A field trial was conducted in conjunction with The Department of School Education between December 2000 and April 2001 to evaluate the performance SkyCool in a demountable classroom environment at the Berkeley Vale Public School.
Portable classrooms are use throughout the State and have a reputation for overheating in summer creating a very arduous environment for concentrated education.
The demountable class rooms present a "worst case scenario" in which to trial SkyCool for the following reasons:-
Key Findings from this trial:-
- unlike supermarkets or warehouses, much more of the solar energy enters the occupied space through the walls than the roof.
- sub-roof insulation tends to trap in any heat entering the structure through windows and walls (as well as internally generated heat), keeping it away from SkyCool's ability to radiate it into space,
- open windows and ceiling fans permit a high rate of external air exchange bringing in the hotter outside air which SkyCool has to constantly re-cool.

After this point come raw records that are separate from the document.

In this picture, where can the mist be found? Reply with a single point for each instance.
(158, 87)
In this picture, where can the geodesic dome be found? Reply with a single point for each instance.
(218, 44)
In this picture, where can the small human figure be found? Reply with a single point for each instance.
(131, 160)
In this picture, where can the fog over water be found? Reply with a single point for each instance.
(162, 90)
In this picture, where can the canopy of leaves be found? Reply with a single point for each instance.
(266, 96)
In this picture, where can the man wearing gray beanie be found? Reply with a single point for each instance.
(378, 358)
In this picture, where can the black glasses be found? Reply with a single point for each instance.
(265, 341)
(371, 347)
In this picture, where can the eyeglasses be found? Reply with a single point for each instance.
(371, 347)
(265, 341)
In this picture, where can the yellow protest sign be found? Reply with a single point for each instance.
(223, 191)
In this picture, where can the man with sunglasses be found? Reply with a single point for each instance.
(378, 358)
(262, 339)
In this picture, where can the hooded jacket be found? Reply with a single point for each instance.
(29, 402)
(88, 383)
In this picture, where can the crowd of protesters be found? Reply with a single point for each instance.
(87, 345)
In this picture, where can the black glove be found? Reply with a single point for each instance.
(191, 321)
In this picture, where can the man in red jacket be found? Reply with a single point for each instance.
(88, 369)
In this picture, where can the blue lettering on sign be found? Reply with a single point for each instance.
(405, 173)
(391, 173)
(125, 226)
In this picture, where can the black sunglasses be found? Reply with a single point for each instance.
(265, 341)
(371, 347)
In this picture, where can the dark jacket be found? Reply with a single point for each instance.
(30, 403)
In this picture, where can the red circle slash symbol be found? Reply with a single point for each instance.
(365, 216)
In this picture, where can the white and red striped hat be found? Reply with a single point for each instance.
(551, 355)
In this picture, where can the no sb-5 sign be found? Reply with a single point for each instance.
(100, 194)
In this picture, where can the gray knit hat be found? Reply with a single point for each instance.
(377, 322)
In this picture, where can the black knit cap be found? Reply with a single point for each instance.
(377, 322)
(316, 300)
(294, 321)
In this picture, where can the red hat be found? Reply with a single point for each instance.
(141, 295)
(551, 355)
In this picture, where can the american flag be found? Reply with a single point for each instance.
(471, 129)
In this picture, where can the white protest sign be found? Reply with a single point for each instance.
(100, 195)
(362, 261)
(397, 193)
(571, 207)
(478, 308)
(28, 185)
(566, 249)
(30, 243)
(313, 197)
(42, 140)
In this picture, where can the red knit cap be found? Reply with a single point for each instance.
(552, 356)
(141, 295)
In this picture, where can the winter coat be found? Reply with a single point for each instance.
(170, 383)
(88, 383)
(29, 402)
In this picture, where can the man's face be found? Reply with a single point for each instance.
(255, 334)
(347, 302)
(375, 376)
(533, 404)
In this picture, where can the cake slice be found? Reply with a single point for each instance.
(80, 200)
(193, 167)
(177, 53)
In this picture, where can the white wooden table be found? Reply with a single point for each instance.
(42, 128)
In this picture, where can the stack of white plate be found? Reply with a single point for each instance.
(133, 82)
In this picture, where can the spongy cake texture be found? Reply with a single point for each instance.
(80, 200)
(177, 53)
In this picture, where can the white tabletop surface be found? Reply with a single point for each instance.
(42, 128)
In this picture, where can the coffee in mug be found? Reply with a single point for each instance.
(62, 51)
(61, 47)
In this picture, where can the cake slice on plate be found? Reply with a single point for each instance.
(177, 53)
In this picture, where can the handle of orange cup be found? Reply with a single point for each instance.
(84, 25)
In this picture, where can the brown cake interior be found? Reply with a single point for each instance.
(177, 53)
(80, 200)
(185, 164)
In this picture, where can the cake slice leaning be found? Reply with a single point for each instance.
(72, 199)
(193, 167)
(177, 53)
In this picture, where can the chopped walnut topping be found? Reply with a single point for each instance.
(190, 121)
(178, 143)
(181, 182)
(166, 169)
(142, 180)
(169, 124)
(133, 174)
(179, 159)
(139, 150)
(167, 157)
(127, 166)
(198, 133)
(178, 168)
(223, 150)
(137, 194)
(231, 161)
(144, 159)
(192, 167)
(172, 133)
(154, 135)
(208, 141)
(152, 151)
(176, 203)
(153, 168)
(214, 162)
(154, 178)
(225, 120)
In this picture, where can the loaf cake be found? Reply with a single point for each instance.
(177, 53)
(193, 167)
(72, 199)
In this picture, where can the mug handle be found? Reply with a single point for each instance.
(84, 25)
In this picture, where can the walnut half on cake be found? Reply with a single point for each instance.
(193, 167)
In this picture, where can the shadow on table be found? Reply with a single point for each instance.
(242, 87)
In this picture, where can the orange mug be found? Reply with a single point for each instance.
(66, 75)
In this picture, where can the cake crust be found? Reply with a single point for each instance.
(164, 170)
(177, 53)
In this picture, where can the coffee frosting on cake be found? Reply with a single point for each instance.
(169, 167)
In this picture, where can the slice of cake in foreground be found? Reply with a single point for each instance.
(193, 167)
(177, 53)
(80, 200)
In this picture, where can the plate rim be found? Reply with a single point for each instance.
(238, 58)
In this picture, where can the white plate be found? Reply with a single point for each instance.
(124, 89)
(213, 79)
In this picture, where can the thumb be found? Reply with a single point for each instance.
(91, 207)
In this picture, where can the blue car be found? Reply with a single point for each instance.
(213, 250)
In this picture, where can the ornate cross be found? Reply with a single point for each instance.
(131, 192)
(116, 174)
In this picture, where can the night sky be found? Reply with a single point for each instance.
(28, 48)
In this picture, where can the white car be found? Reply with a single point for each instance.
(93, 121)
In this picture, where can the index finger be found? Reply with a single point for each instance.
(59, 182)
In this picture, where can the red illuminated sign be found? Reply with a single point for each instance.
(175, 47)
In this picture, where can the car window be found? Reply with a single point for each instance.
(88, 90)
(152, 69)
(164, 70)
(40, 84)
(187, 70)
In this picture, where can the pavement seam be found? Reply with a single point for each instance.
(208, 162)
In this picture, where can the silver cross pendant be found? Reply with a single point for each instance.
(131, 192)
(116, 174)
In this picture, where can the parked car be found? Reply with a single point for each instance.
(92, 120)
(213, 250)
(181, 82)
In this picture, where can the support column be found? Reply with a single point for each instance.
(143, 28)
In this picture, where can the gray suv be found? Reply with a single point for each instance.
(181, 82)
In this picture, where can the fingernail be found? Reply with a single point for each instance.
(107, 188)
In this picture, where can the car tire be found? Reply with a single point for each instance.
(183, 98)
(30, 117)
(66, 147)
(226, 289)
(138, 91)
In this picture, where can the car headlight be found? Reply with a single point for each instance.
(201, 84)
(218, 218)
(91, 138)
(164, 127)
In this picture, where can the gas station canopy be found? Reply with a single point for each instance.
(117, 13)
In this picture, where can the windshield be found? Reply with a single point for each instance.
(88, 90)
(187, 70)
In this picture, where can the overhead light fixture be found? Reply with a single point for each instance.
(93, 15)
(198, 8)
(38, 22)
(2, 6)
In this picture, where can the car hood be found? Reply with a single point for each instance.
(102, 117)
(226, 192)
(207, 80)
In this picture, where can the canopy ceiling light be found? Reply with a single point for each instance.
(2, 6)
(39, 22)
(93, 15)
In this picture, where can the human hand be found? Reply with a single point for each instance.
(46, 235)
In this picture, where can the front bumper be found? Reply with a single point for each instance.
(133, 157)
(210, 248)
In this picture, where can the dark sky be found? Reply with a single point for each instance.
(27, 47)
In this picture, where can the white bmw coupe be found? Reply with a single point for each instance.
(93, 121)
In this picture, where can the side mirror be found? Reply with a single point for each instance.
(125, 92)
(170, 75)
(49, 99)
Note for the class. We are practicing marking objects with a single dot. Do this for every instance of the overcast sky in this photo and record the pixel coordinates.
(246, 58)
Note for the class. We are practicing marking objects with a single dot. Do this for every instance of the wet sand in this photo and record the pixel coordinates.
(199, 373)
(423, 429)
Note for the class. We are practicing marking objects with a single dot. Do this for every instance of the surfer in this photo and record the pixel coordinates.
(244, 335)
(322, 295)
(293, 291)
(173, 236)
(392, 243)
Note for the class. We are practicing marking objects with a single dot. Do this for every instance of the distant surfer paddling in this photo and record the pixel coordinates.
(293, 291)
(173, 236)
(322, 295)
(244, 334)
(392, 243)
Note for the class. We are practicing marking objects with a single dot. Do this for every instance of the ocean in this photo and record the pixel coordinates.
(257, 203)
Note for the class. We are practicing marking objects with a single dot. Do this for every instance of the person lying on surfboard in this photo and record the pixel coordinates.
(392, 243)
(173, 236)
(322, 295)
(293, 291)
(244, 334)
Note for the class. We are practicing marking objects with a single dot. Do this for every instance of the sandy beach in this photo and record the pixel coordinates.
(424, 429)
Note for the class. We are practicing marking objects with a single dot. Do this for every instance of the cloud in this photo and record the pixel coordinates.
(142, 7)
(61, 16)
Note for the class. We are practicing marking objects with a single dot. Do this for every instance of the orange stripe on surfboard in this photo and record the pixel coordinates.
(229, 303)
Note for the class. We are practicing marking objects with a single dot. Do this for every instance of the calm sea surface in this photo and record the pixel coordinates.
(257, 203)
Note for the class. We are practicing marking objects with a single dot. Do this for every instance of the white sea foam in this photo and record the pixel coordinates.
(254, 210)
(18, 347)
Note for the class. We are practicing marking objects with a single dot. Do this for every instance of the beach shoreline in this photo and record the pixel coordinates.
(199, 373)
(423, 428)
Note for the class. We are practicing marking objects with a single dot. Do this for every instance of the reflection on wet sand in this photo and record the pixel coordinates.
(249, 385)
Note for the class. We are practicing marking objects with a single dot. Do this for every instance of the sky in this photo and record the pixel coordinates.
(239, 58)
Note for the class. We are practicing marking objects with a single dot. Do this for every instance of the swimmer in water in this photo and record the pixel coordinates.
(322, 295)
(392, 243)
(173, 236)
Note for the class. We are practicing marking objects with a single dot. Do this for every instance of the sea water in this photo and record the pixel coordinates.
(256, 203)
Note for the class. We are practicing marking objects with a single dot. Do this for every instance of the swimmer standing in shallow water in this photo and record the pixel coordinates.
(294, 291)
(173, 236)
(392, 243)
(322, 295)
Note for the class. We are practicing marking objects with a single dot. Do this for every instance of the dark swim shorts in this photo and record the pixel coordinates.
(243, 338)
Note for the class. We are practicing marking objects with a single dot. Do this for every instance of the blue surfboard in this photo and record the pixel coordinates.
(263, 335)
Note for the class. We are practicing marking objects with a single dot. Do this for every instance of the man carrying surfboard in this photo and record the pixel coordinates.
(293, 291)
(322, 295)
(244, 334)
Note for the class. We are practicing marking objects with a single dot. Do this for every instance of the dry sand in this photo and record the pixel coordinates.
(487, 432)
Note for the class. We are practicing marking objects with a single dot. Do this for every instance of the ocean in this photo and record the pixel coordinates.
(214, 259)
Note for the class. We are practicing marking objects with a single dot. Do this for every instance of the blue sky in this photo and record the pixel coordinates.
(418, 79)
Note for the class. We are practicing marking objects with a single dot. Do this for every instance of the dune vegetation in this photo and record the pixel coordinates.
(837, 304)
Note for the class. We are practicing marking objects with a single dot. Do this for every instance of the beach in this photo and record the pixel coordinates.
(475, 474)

Despite these challenges SkyCool performed extraordinarily well. The maximum daily temperature of the SkyCool coated room during the occupied period of the trial (February to April, 2001) was maintained at or below external shade temperatures (ambient) for 84% of the time. On the hottest day in December the ambient temperature reached 38°C by 12 pm when the SkyCool coated room had barely reached 30°C. Whereas the uncoated class rooms peaked at 41°C.